Mathias PAYER - Security researcher and an assistant professor at the EPFL school Digital Security
Date: September 19th 2019 Location: Eurecom - Eurecom
Abstract: In an eternal war in memory, state corruption plagues systems since the dawn of computing. Despite the rise of strong mitigations such as stack cookies, ASLR, DEP, or most recently Control-Flow Integrity, exploits are still prevalent as none of these defenses offers complete protection. This situation calls for program testing techniques that discover reachable vulnerabilities before the attacker. Finding and fixing bugs is the only way to protect against all exploitation. We develop fuzzing techniques that follow an adversarial approach, focusing on the exposed attack surface and exploring potentially reachable vulnerabilities. In this talk we will discuss two aspects of fuzzing hard to reach code: (i) learning what code is exposed to attacker-controlled input and (ii) testing drivers that interact with exposed peripherals. First, we assess the threat surface by characterizing the potential computational power that a vulnerability gives. In a multi-step process we follow the flow of information an synthesize potential attacker payloads to learn how exposed certain code sequences are. Second, by providing a custom-tailored emulation environment we create mock Trojan devices that allow fuzzing the peripheral/driver interface. In these projects we develop new techniques to test different kinds of hard to reach code and exposed large amounts of vulnerabilities. Bio: Mathias Payer is a security researcher and an assistant professor at the EPFL school of computer and communication sciences (IC), leading the HexHive group. His research focuses on protecting applications in the presence of vulnerabilities, with a focus on memory corruption and type violations. He is interested in software security, system security, binary exploitation, effective mitigations, fault isolation/privilege separation, strong sanitization, and software testing (fuzzing) using a combination of binary analysis and compiler-based techniques.
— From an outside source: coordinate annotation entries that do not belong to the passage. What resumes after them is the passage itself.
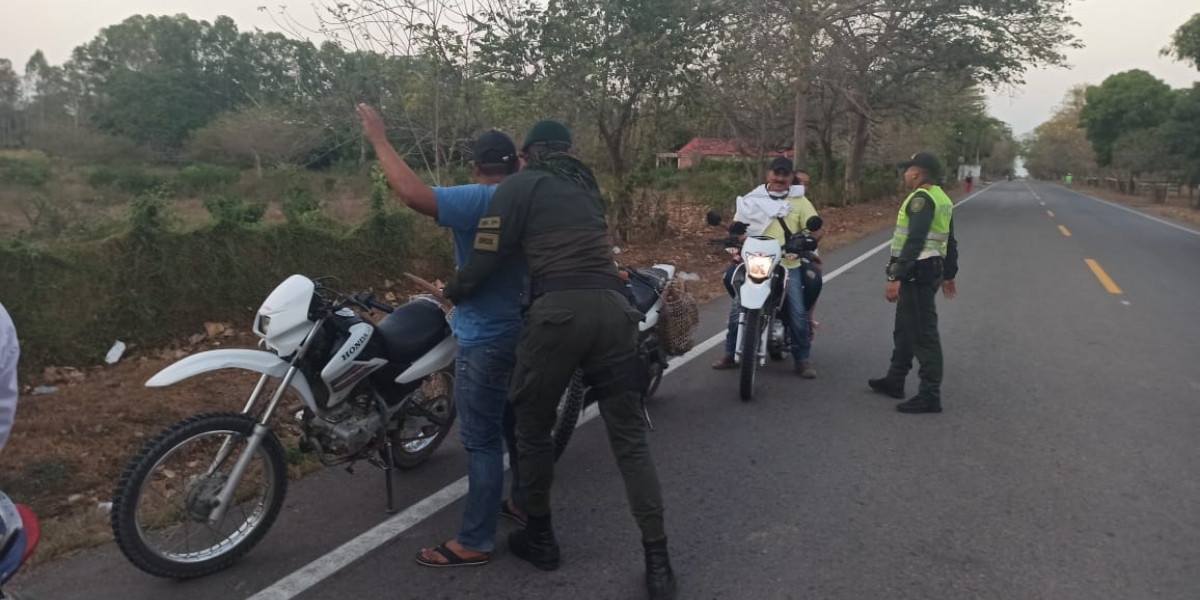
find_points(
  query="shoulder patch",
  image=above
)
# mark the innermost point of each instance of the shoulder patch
(917, 203)
(487, 241)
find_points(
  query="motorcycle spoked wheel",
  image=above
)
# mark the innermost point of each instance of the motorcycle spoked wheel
(413, 447)
(753, 335)
(569, 409)
(165, 497)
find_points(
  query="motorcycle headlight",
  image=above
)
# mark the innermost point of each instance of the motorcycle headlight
(759, 267)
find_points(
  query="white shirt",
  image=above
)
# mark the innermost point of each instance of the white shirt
(9, 354)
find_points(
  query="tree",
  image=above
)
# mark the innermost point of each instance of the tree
(621, 61)
(258, 137)
(10, 87)
(1123, 103)
(1060, 145)
(1186, 42)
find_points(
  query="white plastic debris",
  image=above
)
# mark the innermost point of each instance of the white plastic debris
(115, 353)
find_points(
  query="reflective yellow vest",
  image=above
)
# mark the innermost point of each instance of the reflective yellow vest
(939, 231)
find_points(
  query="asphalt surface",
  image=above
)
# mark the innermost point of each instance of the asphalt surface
(1066, 465)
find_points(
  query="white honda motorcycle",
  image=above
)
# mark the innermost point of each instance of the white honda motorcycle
(205, 491)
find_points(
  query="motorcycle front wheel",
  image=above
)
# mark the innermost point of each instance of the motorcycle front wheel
(163, 502)
(750, 337)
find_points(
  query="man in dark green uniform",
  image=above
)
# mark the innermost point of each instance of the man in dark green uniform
(924, 257)
(580, 318)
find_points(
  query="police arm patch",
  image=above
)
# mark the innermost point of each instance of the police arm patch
(917, 203)
(487, 241)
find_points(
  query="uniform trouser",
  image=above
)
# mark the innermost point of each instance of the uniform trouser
(594, 330)
(916, 330)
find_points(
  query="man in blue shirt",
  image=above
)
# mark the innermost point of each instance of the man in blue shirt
(487, 327)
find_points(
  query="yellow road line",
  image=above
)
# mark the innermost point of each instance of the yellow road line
(1109, 285)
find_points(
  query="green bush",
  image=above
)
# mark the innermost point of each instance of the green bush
(203, 178)
(232, 211)
(34, 172)
(126, 178)
(148, 213)
(299, 202)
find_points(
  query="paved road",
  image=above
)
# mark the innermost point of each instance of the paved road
(1067, 465)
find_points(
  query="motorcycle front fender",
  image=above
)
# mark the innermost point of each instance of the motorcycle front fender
(215, 360)
(754, 295)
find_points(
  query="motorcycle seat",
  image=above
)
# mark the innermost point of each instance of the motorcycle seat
(413, 330)
(646, 292)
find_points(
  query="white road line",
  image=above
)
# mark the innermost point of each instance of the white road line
(341, 557)
(1115, 205)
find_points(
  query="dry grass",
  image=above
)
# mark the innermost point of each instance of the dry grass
(1175, 208)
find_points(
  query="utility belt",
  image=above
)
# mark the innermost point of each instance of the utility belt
(544, 286)
(927, 270)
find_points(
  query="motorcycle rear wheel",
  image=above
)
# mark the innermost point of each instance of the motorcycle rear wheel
(168, 491)
(413, 447)
(570, 407)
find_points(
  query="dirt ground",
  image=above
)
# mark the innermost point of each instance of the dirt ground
(69, 447)
(1176, 207)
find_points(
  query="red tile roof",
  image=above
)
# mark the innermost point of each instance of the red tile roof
(717, 147)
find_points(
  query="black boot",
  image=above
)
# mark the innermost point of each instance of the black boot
(918, 405)
(660, 580)
(887, 387)
(537, 544)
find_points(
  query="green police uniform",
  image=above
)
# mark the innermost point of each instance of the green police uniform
(580, 318)
(924, 253)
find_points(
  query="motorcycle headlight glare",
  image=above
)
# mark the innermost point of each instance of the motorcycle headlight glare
(759, 267)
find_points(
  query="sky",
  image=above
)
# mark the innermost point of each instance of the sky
(1119, 35)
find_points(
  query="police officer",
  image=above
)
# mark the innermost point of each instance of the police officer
(553, 213)
(924, 257)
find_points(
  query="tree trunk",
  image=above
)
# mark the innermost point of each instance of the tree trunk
(855, 162)
(623, 196)
(804, 33)
(799, 132)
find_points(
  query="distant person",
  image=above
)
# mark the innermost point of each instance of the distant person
(9, 354)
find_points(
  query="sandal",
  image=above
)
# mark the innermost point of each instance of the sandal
(516, 517)
(451, 558)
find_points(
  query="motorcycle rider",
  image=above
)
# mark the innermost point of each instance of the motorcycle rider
(580, 318)
(486, 328)
(814, 276)
(765, 211)
(10, 352)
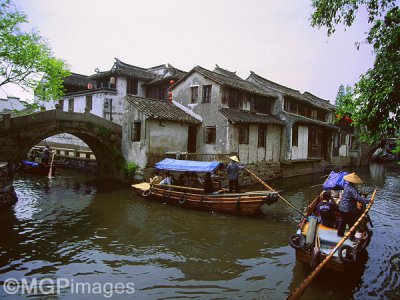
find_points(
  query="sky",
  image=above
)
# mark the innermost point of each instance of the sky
(272, 38)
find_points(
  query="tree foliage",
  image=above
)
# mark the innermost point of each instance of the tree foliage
(25, 57)
(374, 103)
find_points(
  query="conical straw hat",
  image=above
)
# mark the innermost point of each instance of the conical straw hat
(353, 178)
(234, 158)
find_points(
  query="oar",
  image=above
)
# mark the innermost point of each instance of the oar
(271, 189)
(295, 294)
(51, 166)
After 4 years at Purdue university, he joined EPFL in 2018. Before joining Purdue in 2014 he spent two years as PostDoc in Dawn Song's BitBlaze group at UC Berkeley. He graduated from ETH Zurich with a Dr. sc. ETH in 2012, focusing on enforcing security policies through low-level binary translation. All prototype implementations are open-source. He co-founded the EPFL polygl0t and Purdue b01lers CTF teams.